Canailles/Photo: Élise Jetté

On va y aller d’un aveu dès le départ: je suis moi-même membre de la grande famille de CISM 89,3 FM, La Marge et je me faisais donc un plaisir de pouvoir assister à ces célébrations.

Ma soirée commence à 19 h, alors que, directement après ses diffusions live du site du festival, l’organisation présente le troisième volet de sa série En Marge des FrancoFolies avec, pour la soirée, Simon Bolduc et son groupe Bolduc Tout Croche. La formation, en formule quatuor, vient nous faire entendre son folk, fortement teinté de country, grâce à l’ajout de lapsteel dans l’instrumentation. Bien en forme malgré le froid qui procure à Bolduc l’occasion d’expérimenter des  »trémolos naturels » avec ses mains qui tremblent, le groupe joue, en tout, près d’une demi-heure devant les quelques spectateurs qui ont décidé de braver courageusement la pluie et le vent et les 11 degrés.

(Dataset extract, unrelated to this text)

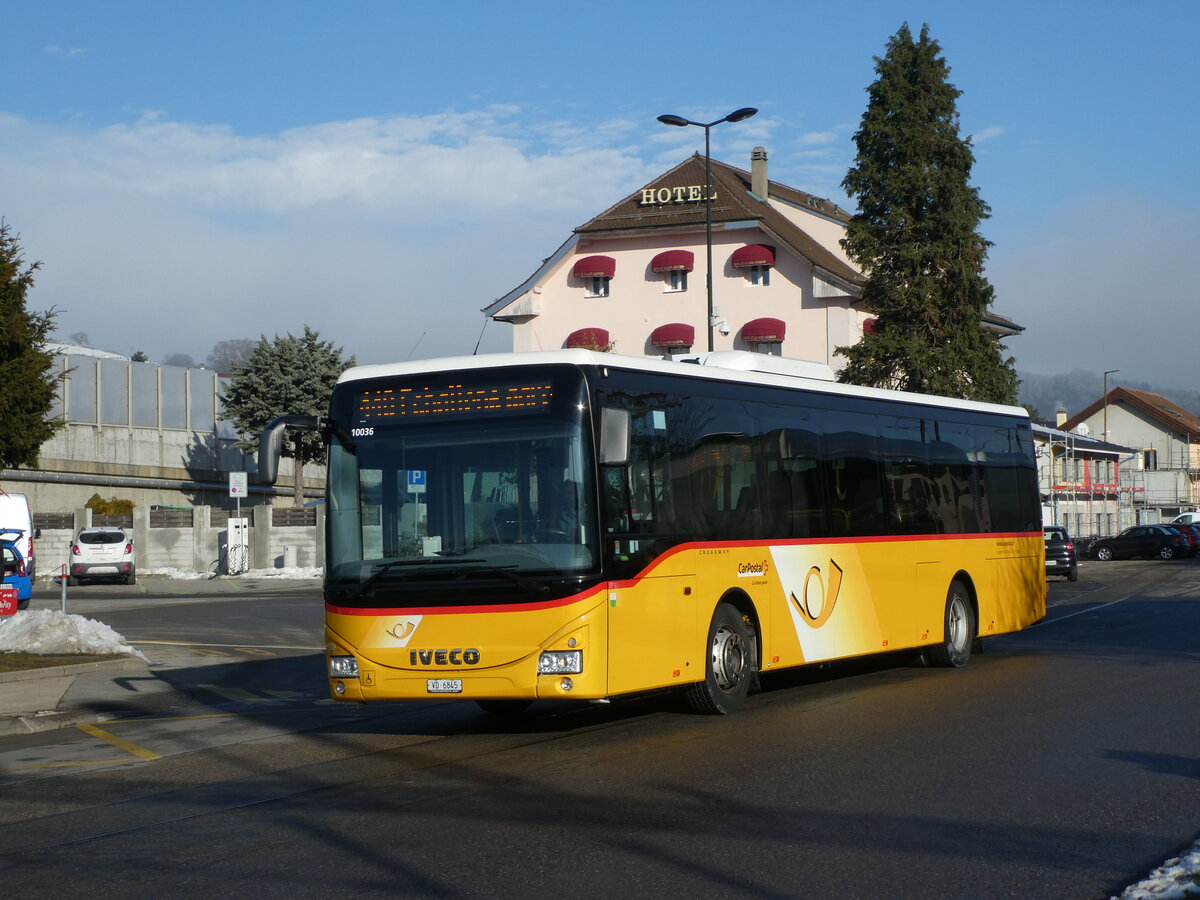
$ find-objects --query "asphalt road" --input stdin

Je me déplace ensuite directement vers la scène juste à côté, question d’assister à une réunion entre l’illustre Yves Lambert et le pas mal effacé Socalled. Le rappeur montréalais se retrouve en effet avec un petit rôle de claviériste et de percussionniste en arrière-plan, derrière le chansonnier omniprésent. Seul moment de mise en évidence pour lui: l’interprétation live de sa reprise actualisée de Zigue.

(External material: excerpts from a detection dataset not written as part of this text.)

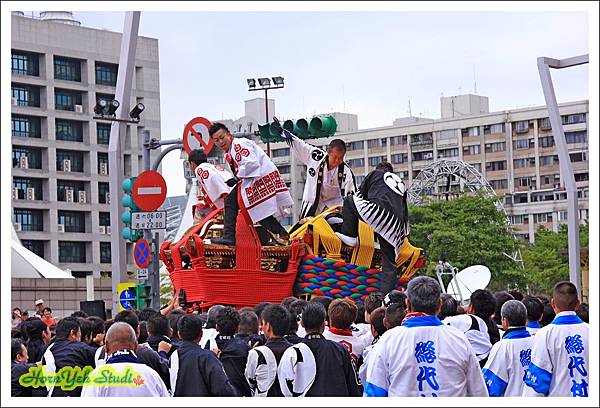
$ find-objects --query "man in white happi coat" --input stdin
[364,276,488,397]
[523,281,590,397]
[280,124,356,219]
[208,122,294,246]
[188,149,231,210]
[483,300,533,397]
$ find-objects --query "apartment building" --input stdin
[11,12,160,318]
[260,95,589,242]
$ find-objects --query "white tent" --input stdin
[11,225,73,279]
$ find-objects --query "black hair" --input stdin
[521,295,544,322]
[71,310,89,319]
[375,161,394,173]
[54,316,81,339]
[177,314,202,341]
[302,299,327,333]
[327,139,346,152]
[217,306,240,336]
[471,289,500,320]
[10,339,23,361]
[208,122,231,137]
[146,314,169,336]
[113,310,143,334]
[138,307,160,322]
[188,149,207,165]
[261,305,290,337]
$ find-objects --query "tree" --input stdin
[409,194,526,287]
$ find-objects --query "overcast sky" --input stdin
[67,7,589,195]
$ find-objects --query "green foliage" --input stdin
[409,195,525,286]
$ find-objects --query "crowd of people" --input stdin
[11,276,590,397]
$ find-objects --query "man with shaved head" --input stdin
[81,322,170,397]
[523,281,590,397]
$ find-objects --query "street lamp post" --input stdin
[246,76,283,157]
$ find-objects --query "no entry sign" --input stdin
[183,116,215,154]
[133,238,150,269]
[131,170,167,211]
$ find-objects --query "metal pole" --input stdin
[537,55,588,299]
[265,88,271,157]
[108,11,141,316]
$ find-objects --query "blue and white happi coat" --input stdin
[364,316,488,397]
[483,328,533,397]
[523,312,590,397]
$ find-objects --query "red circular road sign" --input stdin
[133,238,150,269]
[183,116,215,154]
[131,170,167,211]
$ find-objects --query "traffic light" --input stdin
[308,115,337,138]
[121,177,144,242]
[135,283,152,310]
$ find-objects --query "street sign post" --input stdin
[131,211,167,230]
[133,238,150,269]
[183,117,215,155]
[132,170,167,211]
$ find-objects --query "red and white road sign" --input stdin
[131,170,167,211]
[183,116,215,154]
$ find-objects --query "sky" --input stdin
[63,7,589,195]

À 21 h, c’est finalement l’heure de l’événement principal de la soirée, et pas juste de la mienne, mais bien de l’ensemble des Francos, alors que Canailles monte sur la scène principale, juste après un discours expéditif de Benoît Poirier, directeur musical de CISM, qui parle notamment d’aventure. Il omet de saluer Étienne Dubuc, grand manitou de la programmation sur les mêmes ondes et architecte de l’événement.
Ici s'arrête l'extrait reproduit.